L’effetto bunker sta per finire fra i consumatori americani. E gli analisti di Wall Street già studiano quali titoli spingere, in vista del recupero che si verificherà in Borsa quando verrà dichiarato che la guerra con l’Iraq è vinta: un concetto convenzionale, dotato di enorme significato economico. Già il comportamento del Dow Jones nell’ultima settimana dimostra che ci sono novità: la Borsa ha registrato un aumento dell’1,6 per cento, nonostante le notizie negative di marzo su occupazione e produzione negli Stati Uniti.
La ripresa dipende però dal fatto che una parte degli operatori sta selettivamente puntando su rialzi futuri di titoli che al momento non hanno nulla di esaltante. Anzi, sono fra gli ultimi della classe e per questo si pensa che sono destinati a primeggiare. La dissoluzione dell’effetto bunker porta in prima linea i titoli del tempo libero: compagnie turistiche, alberghi, trasporti aerei, società di navigazione, luoghi e servizi di divertimento, ai quali il consumatore americano dovrebbe rivolgersi, con una espansione paragonabile a quella di una molla che, artificiosamente compressa, quando è finalmente lasciata libera, si dilata.

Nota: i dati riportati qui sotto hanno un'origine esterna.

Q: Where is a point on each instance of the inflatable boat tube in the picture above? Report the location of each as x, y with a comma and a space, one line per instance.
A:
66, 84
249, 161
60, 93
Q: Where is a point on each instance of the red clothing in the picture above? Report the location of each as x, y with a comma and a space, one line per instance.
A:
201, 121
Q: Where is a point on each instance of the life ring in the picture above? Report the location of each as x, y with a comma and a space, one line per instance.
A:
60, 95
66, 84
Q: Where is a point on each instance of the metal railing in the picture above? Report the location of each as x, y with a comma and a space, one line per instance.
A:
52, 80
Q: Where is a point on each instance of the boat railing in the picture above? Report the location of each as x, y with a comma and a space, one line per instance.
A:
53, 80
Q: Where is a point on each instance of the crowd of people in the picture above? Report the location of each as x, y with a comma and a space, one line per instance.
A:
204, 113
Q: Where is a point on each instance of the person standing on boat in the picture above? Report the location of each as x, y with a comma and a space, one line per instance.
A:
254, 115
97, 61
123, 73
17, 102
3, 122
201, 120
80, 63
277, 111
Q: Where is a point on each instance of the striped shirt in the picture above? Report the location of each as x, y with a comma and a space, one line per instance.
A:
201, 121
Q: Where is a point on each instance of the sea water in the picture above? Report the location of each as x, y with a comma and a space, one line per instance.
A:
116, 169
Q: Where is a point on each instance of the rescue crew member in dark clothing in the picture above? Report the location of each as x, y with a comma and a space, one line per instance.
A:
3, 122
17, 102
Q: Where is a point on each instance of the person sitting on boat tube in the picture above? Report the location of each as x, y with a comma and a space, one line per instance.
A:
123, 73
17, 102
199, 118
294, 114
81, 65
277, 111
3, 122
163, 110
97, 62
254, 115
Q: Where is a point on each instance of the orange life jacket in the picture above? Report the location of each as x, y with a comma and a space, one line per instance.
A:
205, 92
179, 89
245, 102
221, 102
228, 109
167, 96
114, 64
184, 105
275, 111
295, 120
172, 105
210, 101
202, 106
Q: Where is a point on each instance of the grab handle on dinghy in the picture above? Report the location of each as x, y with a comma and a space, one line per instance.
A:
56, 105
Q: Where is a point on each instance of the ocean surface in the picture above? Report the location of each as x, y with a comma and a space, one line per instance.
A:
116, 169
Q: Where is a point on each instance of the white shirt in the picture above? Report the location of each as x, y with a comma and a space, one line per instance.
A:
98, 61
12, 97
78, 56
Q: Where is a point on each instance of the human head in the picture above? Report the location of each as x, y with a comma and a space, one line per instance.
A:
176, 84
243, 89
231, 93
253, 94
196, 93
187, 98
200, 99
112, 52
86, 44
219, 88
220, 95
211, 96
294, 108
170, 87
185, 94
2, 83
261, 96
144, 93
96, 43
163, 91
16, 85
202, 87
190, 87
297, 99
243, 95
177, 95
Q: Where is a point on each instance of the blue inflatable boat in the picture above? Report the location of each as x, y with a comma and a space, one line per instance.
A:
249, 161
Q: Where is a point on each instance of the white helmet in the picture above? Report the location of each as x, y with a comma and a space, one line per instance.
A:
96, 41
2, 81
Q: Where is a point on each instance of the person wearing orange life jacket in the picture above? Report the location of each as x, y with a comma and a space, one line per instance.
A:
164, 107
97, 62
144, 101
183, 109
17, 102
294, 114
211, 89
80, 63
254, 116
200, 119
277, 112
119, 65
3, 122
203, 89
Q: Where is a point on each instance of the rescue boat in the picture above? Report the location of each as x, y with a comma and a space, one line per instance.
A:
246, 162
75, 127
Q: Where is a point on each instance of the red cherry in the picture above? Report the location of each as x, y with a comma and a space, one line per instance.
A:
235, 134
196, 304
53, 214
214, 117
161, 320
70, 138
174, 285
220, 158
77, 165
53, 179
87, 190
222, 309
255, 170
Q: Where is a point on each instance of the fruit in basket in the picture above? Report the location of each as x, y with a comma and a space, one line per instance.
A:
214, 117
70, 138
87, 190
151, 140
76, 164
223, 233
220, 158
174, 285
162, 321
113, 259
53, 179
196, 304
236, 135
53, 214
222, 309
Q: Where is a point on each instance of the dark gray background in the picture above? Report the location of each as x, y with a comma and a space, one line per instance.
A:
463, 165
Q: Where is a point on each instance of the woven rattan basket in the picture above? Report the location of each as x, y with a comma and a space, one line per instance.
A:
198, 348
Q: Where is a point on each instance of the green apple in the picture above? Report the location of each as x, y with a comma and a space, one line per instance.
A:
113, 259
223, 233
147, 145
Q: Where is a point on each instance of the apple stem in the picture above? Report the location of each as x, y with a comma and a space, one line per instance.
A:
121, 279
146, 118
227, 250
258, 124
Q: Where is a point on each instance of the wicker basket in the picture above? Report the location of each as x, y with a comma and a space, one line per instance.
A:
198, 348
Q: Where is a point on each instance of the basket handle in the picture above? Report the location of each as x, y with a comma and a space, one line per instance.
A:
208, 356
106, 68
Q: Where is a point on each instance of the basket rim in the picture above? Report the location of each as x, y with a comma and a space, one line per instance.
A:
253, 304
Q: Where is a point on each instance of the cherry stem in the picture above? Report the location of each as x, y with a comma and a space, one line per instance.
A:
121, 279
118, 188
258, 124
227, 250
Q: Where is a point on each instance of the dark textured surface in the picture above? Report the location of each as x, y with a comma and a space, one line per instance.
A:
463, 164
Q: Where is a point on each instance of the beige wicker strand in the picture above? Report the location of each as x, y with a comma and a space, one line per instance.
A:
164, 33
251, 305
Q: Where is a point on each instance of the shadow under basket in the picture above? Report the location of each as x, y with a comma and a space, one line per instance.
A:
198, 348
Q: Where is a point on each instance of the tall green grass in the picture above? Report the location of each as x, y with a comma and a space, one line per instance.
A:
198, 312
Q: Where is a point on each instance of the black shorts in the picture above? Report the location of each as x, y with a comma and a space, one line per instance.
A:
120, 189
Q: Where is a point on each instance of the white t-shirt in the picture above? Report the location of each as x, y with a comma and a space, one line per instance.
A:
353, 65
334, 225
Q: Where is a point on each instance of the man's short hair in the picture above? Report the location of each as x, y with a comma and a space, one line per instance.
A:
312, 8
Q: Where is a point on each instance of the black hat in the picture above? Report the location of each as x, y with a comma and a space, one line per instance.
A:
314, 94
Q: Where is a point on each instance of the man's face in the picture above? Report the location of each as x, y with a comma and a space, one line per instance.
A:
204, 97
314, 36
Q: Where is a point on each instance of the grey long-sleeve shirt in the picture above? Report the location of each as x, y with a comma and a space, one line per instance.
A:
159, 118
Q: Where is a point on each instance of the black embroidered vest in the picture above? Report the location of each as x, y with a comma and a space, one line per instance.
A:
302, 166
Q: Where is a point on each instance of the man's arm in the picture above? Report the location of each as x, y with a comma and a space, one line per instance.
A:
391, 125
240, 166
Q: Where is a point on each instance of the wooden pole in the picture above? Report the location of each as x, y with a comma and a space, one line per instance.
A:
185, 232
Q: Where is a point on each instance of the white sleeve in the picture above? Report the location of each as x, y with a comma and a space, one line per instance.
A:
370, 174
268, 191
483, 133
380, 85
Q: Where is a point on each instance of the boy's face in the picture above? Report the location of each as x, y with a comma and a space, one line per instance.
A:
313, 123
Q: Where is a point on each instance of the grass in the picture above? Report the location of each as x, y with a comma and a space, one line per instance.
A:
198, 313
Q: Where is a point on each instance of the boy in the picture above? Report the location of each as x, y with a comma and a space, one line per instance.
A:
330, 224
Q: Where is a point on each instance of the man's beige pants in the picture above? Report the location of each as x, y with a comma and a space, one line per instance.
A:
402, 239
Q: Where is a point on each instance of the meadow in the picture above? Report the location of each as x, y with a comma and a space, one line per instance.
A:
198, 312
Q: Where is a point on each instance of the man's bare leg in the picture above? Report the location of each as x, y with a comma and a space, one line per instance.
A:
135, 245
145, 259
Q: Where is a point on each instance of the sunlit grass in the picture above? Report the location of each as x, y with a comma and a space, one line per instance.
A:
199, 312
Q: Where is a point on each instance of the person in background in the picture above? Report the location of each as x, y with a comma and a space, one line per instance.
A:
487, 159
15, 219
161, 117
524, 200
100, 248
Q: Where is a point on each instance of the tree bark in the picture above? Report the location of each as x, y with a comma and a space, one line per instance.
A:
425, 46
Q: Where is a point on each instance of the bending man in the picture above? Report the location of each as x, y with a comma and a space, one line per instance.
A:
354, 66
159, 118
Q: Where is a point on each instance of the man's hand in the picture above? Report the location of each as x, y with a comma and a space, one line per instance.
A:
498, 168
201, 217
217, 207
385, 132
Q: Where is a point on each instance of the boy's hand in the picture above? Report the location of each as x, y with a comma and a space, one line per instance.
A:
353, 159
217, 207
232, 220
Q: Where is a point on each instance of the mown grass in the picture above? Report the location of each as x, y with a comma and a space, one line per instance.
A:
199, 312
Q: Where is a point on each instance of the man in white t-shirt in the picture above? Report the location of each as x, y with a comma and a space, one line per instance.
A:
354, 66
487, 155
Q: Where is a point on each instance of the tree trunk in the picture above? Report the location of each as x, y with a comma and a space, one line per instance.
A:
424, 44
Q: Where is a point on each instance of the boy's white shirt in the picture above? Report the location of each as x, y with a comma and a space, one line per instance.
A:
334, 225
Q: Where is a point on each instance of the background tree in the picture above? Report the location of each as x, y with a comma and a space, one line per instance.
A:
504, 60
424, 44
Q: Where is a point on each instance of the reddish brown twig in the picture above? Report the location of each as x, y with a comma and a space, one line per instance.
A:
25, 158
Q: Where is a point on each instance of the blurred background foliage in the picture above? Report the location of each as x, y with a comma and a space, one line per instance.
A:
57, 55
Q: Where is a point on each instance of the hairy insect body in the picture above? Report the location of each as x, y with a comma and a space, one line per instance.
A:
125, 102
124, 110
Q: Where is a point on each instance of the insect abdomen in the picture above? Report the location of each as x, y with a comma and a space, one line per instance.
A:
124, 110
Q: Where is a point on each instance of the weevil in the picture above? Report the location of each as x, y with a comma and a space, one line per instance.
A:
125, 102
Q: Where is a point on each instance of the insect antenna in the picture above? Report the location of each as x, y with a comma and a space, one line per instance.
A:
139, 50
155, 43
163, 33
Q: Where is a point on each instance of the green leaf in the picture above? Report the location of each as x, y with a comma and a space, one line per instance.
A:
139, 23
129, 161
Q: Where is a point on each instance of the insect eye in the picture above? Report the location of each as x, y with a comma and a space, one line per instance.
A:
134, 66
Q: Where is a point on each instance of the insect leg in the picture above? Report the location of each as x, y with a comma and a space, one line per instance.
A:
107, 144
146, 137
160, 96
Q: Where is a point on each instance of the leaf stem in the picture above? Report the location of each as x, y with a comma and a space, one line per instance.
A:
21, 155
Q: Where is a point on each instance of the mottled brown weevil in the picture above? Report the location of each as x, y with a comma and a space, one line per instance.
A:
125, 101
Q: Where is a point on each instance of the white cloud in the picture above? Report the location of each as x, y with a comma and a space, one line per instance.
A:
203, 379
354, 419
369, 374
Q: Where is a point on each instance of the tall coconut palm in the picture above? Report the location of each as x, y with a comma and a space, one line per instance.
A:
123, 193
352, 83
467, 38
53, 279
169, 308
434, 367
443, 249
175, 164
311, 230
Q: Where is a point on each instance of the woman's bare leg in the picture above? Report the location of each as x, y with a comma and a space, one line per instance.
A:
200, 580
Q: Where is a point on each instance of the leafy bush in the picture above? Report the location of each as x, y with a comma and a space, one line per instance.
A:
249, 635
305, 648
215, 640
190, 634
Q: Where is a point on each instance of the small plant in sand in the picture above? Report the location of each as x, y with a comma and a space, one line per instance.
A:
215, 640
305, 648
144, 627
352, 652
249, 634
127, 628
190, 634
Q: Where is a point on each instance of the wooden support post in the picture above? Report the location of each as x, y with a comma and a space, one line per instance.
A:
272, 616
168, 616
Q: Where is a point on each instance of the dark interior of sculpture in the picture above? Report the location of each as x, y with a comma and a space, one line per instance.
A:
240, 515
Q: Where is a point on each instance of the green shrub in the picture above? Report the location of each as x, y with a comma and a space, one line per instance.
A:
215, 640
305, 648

Ma gli analisti vanno anche oltre. Nei mesi dell’incertezza e della paura, nei mesi del bunker appunto, molte persone sono rimaste asserragliate in casa, anche nei fine settimana, per seguire davanti al televisore gli sviluppi dei combattimenti in Iraq. E si sono magari resi conto, scrive il Wall Street Journal, che la loro abitazione ha bisogno di qualcosa: così si pensa che le spese per la casa aumenteranno e che i connessi titoli ne guadagneranno. Anche le concessionarie di pubblicità dovrebbero migliorare, spinte dai consumi. I notiziari sulla guerra, si sa, attraggono un pubblico enorme, ma i benefici pubblicitari sono molto inferiori ai costi: la gente, colpita dalle immagini belliche, ha scarsa percezione degli spot. Il quadro cambia quando si passa a un’atmosfera più serena. Più incerto è il ciclo dei titoli tecnologici, che di sicuro guadagneranno nel medio termine. Ma nell’immediato anche il computer più aggiornato deve competere con quel “consumo da dopo stress” che reclama la priorità.